Ceci n'est pas une histoire de marque. C'est la mienne. Celle d'un voyage en Asie qui a tout changé, et d'une promesse que j'ai faite, un matin, dans une forêt de bambous.

Élise Martin · Fondatrice
"Je n'avais plus de maquillage, plus de filtre. Juste de la boue, et une évidence."
J'ai longtemps travaillé dans la beauté clean à Paris. J'aimais les beaux objets, les routines minimalistes, les salles de bain en céramique blanche. Je pensais faire partie des gens qui faisaient « les choses bien ».
Puis je suis partie. Six mois en Asie, sac à dos, sans plan. Je voulais juste respirer. Je suis arrivée dans le Sichuan presque par hasard, en suivant une bénévole rencontrée dans un bus. Elle m'a parlé d'un sanctuaire pour pandas. J'y suis allée « pour voir ».
Je n'étais pas préparée à ce que j'ai vu.
Ce que j'ai vu
Des pandas morts. Et un silence que je n'oublierai jamais.
Le premier matin, on m'a montré deux corps. Deux jeunes pandas, morts dans la nuit. Malnutrition, stress, maladie : la liste était longue, la cause profonde toujours la même — l'humain. Déforestation, captivité mal gérée, microplastiques jusque dans leurs cours d'eau.
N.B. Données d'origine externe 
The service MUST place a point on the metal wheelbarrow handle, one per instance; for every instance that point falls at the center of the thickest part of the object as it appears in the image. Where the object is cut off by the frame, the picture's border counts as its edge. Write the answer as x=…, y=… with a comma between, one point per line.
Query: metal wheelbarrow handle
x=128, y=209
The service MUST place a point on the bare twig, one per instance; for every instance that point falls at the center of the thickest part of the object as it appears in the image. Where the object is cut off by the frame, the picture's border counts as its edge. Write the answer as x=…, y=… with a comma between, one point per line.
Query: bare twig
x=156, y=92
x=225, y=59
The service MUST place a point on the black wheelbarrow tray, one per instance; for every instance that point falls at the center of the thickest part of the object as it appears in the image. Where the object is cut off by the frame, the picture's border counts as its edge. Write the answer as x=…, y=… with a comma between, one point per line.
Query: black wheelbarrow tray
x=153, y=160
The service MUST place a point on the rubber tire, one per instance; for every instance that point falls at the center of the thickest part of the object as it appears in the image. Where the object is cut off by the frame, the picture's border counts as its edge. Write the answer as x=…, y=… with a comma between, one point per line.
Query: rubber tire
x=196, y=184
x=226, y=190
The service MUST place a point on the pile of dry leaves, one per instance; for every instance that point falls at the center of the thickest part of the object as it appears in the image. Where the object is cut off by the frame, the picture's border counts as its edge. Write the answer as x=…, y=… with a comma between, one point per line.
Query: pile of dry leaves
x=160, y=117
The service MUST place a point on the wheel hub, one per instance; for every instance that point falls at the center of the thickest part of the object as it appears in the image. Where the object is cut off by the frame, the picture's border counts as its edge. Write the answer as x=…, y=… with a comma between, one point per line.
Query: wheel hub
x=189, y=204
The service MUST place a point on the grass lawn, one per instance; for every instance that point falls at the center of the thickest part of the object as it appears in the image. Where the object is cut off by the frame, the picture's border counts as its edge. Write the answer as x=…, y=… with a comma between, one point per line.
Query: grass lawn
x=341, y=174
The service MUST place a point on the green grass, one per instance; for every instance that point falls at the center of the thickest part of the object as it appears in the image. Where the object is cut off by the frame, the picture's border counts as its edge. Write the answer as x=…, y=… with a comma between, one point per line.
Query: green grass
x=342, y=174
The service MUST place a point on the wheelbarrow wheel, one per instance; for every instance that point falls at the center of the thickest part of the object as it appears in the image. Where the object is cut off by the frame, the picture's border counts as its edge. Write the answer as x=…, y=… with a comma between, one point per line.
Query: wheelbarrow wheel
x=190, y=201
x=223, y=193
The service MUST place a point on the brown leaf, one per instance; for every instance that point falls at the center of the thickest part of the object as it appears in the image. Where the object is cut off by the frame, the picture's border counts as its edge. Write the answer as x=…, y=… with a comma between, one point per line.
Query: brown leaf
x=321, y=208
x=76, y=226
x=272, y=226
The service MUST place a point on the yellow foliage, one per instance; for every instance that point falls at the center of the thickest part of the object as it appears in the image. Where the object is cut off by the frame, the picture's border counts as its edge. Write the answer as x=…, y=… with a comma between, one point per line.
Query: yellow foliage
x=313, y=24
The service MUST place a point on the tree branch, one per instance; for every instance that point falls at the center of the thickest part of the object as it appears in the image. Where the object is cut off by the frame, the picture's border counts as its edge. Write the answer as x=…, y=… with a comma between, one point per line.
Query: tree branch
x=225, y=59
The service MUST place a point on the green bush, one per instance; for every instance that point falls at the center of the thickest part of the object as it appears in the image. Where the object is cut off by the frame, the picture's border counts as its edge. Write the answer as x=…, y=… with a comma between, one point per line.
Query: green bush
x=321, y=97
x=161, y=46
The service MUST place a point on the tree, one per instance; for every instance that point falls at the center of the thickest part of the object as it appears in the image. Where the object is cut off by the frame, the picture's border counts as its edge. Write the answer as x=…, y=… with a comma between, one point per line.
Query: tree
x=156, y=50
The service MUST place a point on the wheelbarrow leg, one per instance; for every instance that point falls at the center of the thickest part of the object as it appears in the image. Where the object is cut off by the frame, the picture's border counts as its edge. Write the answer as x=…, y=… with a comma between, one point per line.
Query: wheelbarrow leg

J'ai pleuré. Beaucoup. Puis j'ai retroussé les manches de ma polaire, et je suis restée. Trois mois à nettoyer des enclos, préparer du bambou, soigner, observer. J'avais de la boue partout, plus aucun produit dans ma trousse, et pour la première fois depuis longtemps : je me sentais utile.
Le déclic
Un panda m'a regardée. Je lui ai promis.
Une mère panda et son petit. Elle m'a regardée droit dans les yeux pendant ce qui m'a semblé une éternité. Je me suis entendue murmurer : « Je vais faire quelque chose. Je te le promets. »
De retour en France, j'ai ouvert ma salle de bain. Du plastique. Partout. Brosses, flacons, peignes, emballages. Même mes routines « clean » en étaient pleines. Le même plastique qu'on retrouve dans les rivières du Sichuan. La boucle était bouclée — et insupportable.
Pandabrush est née de cette promesse. Une brosse honnête, sans plastique, fabriquée pour durer. Et pour chaque Pack Protecteur vendu, 50 repas offerts à des pandas comme ceux que j'ai serrés dans mes bras ce matin-là.

Un petit geste, répété chaque jour, peut peser.
Je ne prétends pas changer le monde avec une brosse. Mais je crois qu'un geste simple, répété chaque matin par des milliers de personnes, peut finir par compter. Pour nos salles de bain. Pour nos rivières. Et pour eux.